Money & Banking

NBFCs, LIC agents may be roped in to give gold monetisation scheme a leg-up

K Ram Kumar Mumbai | Updated on January 20, 2018

Sentimental attachment Most Indians are averse to melting jewellery that has been handed down through generations

Launched in November 2015, individual investors are yet to warm up to the scheme

Lacklustre interest from households and the common man to deposit gold under the Gold Monetisation Scheme (GMS) has prompted the government to examine the possibility of involving non-banking finance companies and agents of the Life Insurance Corporation of India to push the scheme.

 A chunk of the gold deposited under the scheme has so far come from temple/religious trusts, such as the Tirumala Tirupati Devasthanam, the Shirdi Sai Baba Sansthan and high net worth individuals, say bankers.

Finance Ministry data show that 1,467 kg of gold has been deposited by just 86 depositors since the launch of GMS in November 2015. This clearly shows that individuals have not warmed up to the idea of depositing idle gold with them and earning returns on it.

More interest in GBS

In contrast, retail investors seem game for investing in the Gold Bond Scheme (GBS). This is underscored by the fact that in the three tranches of GBS issued during the financial year 2015-16, about 4.50 lakh investors purchased total bonds equivalent to 4,908 kg, amounting to about ₹1,320 crore.

A banker, who was privy to the deliberations to perk up retail interest in GMS, said the government is examining the feasibility of roping in NBFCs and LIC agents as they have strong last-mile linkages to retail customers.

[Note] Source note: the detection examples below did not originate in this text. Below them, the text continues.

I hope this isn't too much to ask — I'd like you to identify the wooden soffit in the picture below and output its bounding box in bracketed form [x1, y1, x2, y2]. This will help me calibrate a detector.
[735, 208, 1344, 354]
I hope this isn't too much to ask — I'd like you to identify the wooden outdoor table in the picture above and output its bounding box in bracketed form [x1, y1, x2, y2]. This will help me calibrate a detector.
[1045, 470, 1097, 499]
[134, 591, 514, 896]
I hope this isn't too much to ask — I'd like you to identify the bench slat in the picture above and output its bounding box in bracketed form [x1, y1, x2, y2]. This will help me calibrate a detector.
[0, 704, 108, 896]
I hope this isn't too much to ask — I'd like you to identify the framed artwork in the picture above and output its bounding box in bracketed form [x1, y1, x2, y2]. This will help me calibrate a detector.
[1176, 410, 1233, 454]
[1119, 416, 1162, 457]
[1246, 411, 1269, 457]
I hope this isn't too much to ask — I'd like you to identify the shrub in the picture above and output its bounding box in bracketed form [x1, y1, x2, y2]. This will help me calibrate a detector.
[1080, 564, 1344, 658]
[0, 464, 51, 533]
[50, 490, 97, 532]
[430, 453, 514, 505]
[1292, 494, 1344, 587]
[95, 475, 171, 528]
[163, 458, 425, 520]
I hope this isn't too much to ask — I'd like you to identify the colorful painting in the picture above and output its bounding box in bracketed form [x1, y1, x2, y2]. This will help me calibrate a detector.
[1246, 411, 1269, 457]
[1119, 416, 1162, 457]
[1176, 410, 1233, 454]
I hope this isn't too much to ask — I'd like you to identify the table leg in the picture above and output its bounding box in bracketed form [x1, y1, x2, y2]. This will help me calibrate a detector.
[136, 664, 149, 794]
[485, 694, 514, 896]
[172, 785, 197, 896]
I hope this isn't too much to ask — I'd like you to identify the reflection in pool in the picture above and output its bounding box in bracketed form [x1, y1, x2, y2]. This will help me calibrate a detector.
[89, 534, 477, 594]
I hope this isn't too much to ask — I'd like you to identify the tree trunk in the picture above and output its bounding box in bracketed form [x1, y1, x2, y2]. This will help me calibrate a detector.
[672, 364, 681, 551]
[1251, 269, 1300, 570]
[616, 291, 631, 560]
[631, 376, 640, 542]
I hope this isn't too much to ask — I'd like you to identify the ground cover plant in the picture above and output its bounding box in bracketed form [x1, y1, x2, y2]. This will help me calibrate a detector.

Though depositors can earn interest ranging from 0.50 per cent to 2.50 per cent (depending on the tenor) on gold deposits and their earnings are exempt from capital gains tax, wealth tax and income tax, they don’t seem impressed.

 Among the reasons cited by bankers for the lukewarm response to GMS include irreplaceable jewellery, such as those handed down through generations, needing to be melted. Further, even though the depositor can get redemption proceeds under the GMS either in rupee equivalent of the value of deposited gold at the time of redemption or in gold, he/she has to incur making charges when he/she buys jewellery.

To make the scheme a success, the government needs to mount an awareness campaign to address retail investors’ concerns and convince them about the benefits of GMS.

Huge stock

Indians reportedly hold about 20,000 tonnes of gold in the form of jewellery, coins or bars and their yen for the yellow metal continues. The government has found it necessary to introduce GMS and GBS in order to bring down gold imports. In the last few years, gold imports have contributed to the large current account deficit that the country faced.

The government’s pitch for promoting the GMS has been that gold lying in lockers appreciates in value if the price goes up but it doesn’t pay you a regular interest or dividend. On the contrary, you incur carrying costs on it (bank locker charges). The monetisation scheme will allow you to earn some regular interest on your gold and save you carrying costs as well.